Zobacz, jak francuski prezydent rzuca mięsem >>>

Na nagraniu widać francuskiego prezydenta witającego się z tłumem widzów. Uśmiechnięty Sarkozy rozdawał uściski i pozdrowienia. Jednak jeden z widzów - starszy mężczyzna w okularach - ze złością rzucił w jego stronę: "Nie dotykaj mnie".

Reklama

Co na to Sarkozy? "To sp...aj" - powiedział z uśmiechem na ustach. Staruszek nie odpuszczał. "Nie dotykaj mnie, bo mnie pobrudzisz" - skarżył się. "To sp...aj, biedny durniu" - odpowiedział wciąż uśmiechnięty Sarkozy i popłynął dalej z tłumem.

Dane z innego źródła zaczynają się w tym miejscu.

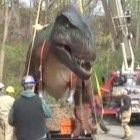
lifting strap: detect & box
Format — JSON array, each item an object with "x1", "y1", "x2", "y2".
[
  {"x1": 38, "y1": 40, "x2": 48, "y2": 93},
  {"x1": 26, "y1": 0, "x2": 42, "y2": 75}
]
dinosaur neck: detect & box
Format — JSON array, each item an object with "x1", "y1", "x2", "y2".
[{"x1": 43, "y1": 50, "x2": 71, "y2": 99}]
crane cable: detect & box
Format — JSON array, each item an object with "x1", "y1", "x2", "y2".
[
  {"x1": 26, "y1": 0, "x2": 42, "y2": 75},
  {"x1": 79, "y1": 0, "x2": 100, "y2": 139}
]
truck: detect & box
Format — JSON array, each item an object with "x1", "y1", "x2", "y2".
[{"x1": 101, "y1": 0, "x2": 140, "y2": 120}]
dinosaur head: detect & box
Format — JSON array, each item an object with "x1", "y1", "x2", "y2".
[{"x1": 50, "y1": 6, "x2": 95, "y2": 79}]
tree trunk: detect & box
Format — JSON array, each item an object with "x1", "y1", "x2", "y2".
[
  {"x1": 136, "y1": 1, "x2": 140, "y2": 47},
  {"x1": 0, "y1": 4, "x2": 9, "y2": 81}
]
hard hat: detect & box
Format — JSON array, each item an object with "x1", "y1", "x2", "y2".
[
  {"x1": 5, "y1": 86, "x2": 15, "y2": 93},
  {"x1": 125, "y1": 86, "x2": 133, "y2": 94},
  {"x1": 22, "y1": 75, "x2": 36, "y2": 86},
  {"x1": 125, "y1": 86, "x2": 131, "y2": 91},
  {"x1": 0, "y1": 83, "x2": 5, "y2": 89}
]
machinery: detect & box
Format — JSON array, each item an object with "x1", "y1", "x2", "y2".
[{"x1": 102, "y1": 0, "x2": 140, "y2": 118}]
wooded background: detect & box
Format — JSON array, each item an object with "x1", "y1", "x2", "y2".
[{"x1": 0, "y1": 0, "x2": 140, "y2": 96}]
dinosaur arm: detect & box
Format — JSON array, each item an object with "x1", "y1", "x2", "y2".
[{"x1": 84, "y1": 79, "x2": 94, "y2": 107}]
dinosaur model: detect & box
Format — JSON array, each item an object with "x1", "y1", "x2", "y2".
[{"x1": 24, "y1": 5, "x2": 96, "y2": 137}]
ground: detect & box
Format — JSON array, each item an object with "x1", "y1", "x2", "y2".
[
  {"x1": 96, "y1": 116, "x2": 140, "y2": 140},
  {"x1": 47, "y1": 107, "x2": 140, "y2": 140}
]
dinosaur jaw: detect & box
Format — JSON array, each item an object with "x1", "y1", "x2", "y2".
[{"x1": 52, "y1": 44, "x2": 93, "y2": 79}]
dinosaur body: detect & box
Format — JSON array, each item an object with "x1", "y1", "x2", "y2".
[{"x1": 24, "y1": 6, "x2": 95, "y2": 136}]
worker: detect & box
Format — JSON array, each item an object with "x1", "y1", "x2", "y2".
[
  {"x1": 0, "y1": 86, "x2": 15, "y2": 140},
  {"x1": 0, "y1": 82, "x2": 5, "y2": 96},
  {"x1": 9, "y1": 75, "x2": 52, "y2": 140},
  {"x1": 92, "y1": 90, "x2": 110, "y2": 133},
  {"x1": 119, "y1": 87, "x2": 132, "y2": 140}
]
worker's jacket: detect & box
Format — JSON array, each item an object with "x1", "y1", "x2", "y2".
[
  {"x1": 120, "y1": 95, "x2": 131, "y2": 112},
  {"x1": 120, "y1": 95, "x2": 131, "y2": 125},
  {"x1": 9, "y1": 91, "x2": 51, "y2": 140},
  {"x1": 0, "y1": 94, "x2": 15, "y2": 120}
]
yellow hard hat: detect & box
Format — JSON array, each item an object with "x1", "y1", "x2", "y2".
[{"x1": 5, "y1": 86, "x2": 15, "y2": 93}]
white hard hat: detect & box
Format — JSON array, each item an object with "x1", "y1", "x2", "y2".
[{"x1": 0, "y1": 82, "x2": 5, "y2": 89}]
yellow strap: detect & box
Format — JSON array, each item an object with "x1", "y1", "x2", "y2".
[
  {"x1": 79, "y1": 0, "x2": 83, "y2": 13},
  {"x1": 94, "y1": 71, "x2": 102, "y2": 101},
  {"x1": 26, "y1": 0, "x2": 42, "y2": 75}
]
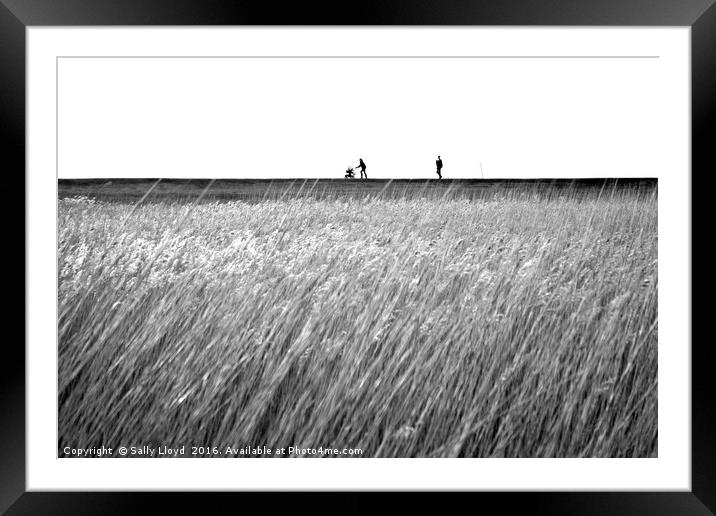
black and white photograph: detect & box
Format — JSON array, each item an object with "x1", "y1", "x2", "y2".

Nagranie zamieściła na swojej stronie internetowej gazeta "Le Parisien". Tylko przez jeden dzień obejrzało je 630 tysięcy osób.

To już kolejna wpadka francuskiego prezydenta. W czerwcu ubiegłego roku w czasie szczytu przywódców krajów grupy G8 Nicolas Sarkozy wpadł na konferencję prasową wyraźnie - delikatnie mówiąc - zmęczony. Sapał, cedził słowa, robił dziwne miny, a nawet się zataczał.

Natychmiast pojawiły się komentarze, że był pijany. Smaczku sprawie dodaje fakt, że - jak sam tłumaczył - przeciągnęła mu się rozmowa z... prezydentem Rosji, Władimirem Putinem.